We all love good stories. There’s something in us that wants be enthralled by the conflict, climax and concluding resolution of engaging narratives. In these stories there’s often a hero and a villain—think of Batman and the Joker, the Avengers and Loki or Harry Potter and Voldemort. An evil villain wreaks havoc on a peaceful world, and the hero arises from an unlikely place to save it. This hero undergoes difficult tests to grow in his or her power until they ultimately defeat the villain through some kind of great sacrifice, which is often their own life.

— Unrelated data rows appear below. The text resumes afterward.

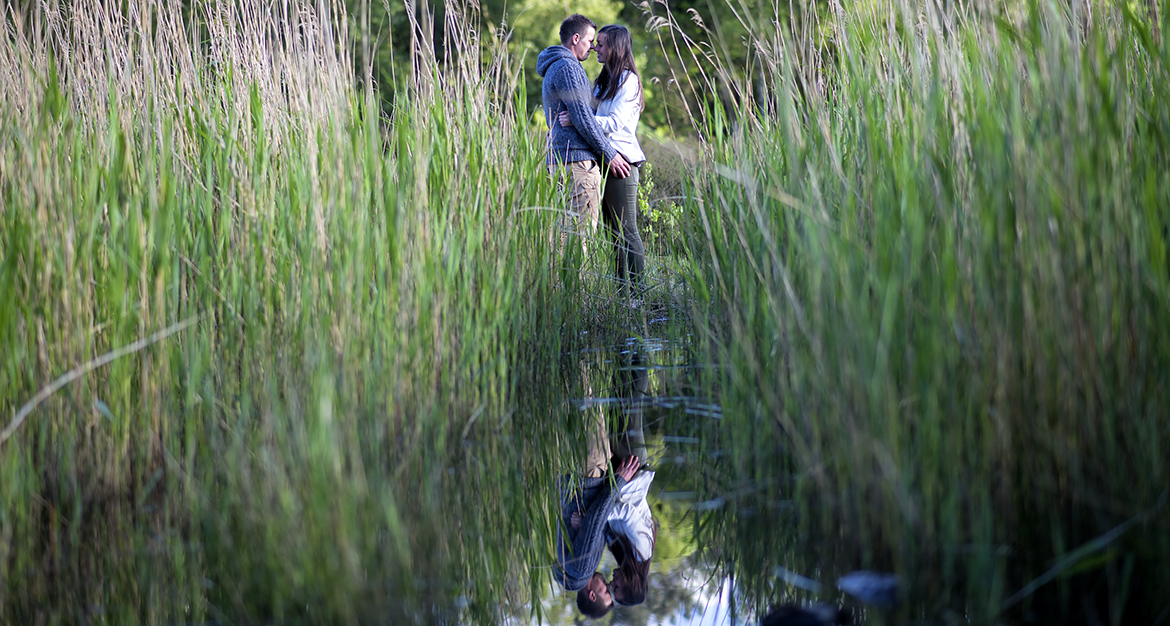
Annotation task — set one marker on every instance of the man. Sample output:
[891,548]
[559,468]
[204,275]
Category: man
[579,149]
[584,511]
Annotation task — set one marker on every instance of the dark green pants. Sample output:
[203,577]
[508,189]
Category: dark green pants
[619,210]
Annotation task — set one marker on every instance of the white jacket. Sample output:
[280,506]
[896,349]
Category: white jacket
[618,118]
[631,516]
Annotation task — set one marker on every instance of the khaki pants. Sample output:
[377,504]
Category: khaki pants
[597,459]
[582,183]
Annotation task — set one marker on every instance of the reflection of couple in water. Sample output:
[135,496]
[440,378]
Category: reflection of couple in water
[610,510]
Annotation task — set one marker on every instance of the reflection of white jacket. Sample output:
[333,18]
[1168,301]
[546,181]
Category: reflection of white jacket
[631,516]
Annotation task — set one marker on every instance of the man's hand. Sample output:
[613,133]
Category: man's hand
[618,166]
[628,468]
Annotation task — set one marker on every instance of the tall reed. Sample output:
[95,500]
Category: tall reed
[351,430]
[933,239]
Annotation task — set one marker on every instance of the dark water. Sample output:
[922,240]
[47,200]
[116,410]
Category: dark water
[645,390]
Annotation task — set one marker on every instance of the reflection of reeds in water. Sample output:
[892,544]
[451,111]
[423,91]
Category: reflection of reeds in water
[935,238]
[353,430]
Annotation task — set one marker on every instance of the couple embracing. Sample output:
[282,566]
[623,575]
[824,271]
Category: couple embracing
[592,128]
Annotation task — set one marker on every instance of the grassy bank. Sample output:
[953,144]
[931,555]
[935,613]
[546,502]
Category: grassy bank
[341,426]
[934,242]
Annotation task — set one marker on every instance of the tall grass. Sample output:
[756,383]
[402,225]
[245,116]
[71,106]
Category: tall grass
[933,241]
[351,430]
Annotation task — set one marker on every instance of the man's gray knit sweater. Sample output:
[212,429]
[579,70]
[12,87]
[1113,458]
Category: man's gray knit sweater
[579,557]
[566,88]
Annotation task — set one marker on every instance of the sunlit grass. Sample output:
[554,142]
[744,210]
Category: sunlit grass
[935,253]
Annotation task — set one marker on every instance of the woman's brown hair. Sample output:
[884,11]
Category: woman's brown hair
[620,60]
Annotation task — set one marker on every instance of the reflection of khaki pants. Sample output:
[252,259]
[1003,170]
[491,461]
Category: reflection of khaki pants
[597,461]
[584,190]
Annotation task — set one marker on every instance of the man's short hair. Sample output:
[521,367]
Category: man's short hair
[575,25]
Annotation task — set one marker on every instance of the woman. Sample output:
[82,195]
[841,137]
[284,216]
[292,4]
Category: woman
[631,535]
[620,101]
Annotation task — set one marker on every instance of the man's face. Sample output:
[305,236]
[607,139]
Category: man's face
[603,50]
[583,43]
[598,590]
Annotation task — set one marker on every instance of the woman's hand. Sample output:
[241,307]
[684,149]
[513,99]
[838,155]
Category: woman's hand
[628,468]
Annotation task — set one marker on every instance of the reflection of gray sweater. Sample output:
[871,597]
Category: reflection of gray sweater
[566,88]
[579,557]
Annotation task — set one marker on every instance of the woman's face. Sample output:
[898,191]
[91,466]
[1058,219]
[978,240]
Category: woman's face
[617,583]
[603,50]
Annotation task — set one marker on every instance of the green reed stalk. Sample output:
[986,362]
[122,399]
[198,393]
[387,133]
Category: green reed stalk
[935,250]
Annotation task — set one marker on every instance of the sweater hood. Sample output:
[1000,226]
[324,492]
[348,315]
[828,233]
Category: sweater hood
[551,55]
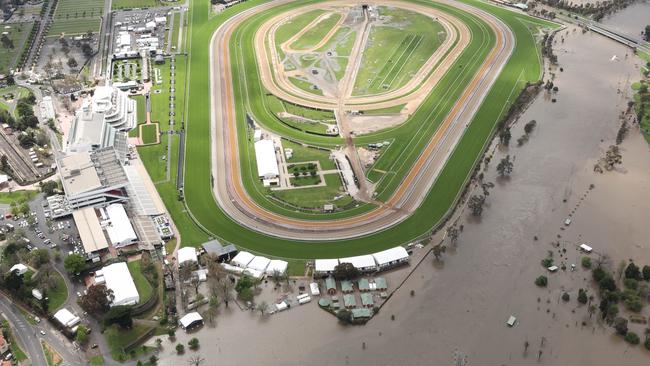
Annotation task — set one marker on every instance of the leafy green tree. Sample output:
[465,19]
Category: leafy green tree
[194,344]
[646,273]
[632,338]
[505,166]
[74,263]
[82,334]
[620,324]
[582,296]
[632,271]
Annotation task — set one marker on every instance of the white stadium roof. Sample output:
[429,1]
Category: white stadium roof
[276,265]
[120,231]
[119,280]
[360,262]
[325,265]
[242,259]
[267,164]
[390,255]
[187,254]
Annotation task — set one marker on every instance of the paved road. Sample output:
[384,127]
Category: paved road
[26,335]
[233,198]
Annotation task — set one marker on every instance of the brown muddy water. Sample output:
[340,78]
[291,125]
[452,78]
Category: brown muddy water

This kind of story has played out so many times—from Beowulf to the Odyssey to the modern examples mentioned above— that literary scholars call it “the Monomyth.” It can be said that most of the great stories are about a fall, the call of a hero, his death and resurrection, then the reward and redemption of the world.
Why are we so drawn to reading and writing these stories?
C.S. Lewis, a professor of literature, pointed out that “We should expect to find in the imagination of . . . myth makers some glimpse of that theme which we believe to be the very plot of the whole cosmic story – the theme of incarnation, death, and rebirth.” As Christians, we believe that the central story of everything, the main point of the whole universe is the death and resurrection of the Son of God.
We are drawn to these journeys of heroes because they reflect the story of the ultimate hero. All stories of redemption, sacrifice, and the conquering of evil are only glimpses of the ultimate redemption and sacrifice found in Christ. All stories of heroes follow a similar pattern, but the difference is that the story of Jesus is true. It is something grounded in history, not fantasy.
Jesus came into a world that was tarnished and broken by evil. He encountered tests, trials and triumphs and lived the perfect life through them. In the end, he battled against an enemy that has defeated every hero before Him: sin and death. At the climax of the story, it seemed as though death would beat the Savior of the world too, but Jesus conquered it by rising again from the dead. He killed death and proved that he was the greatest Hero.
This Wednesday, we’re beginning a new series through the life of Jesus, which is called, “The Hero’s Journey.” In this series, we’ll follow the major points, conflicts and resolution of Jesus, the original and perfect hero.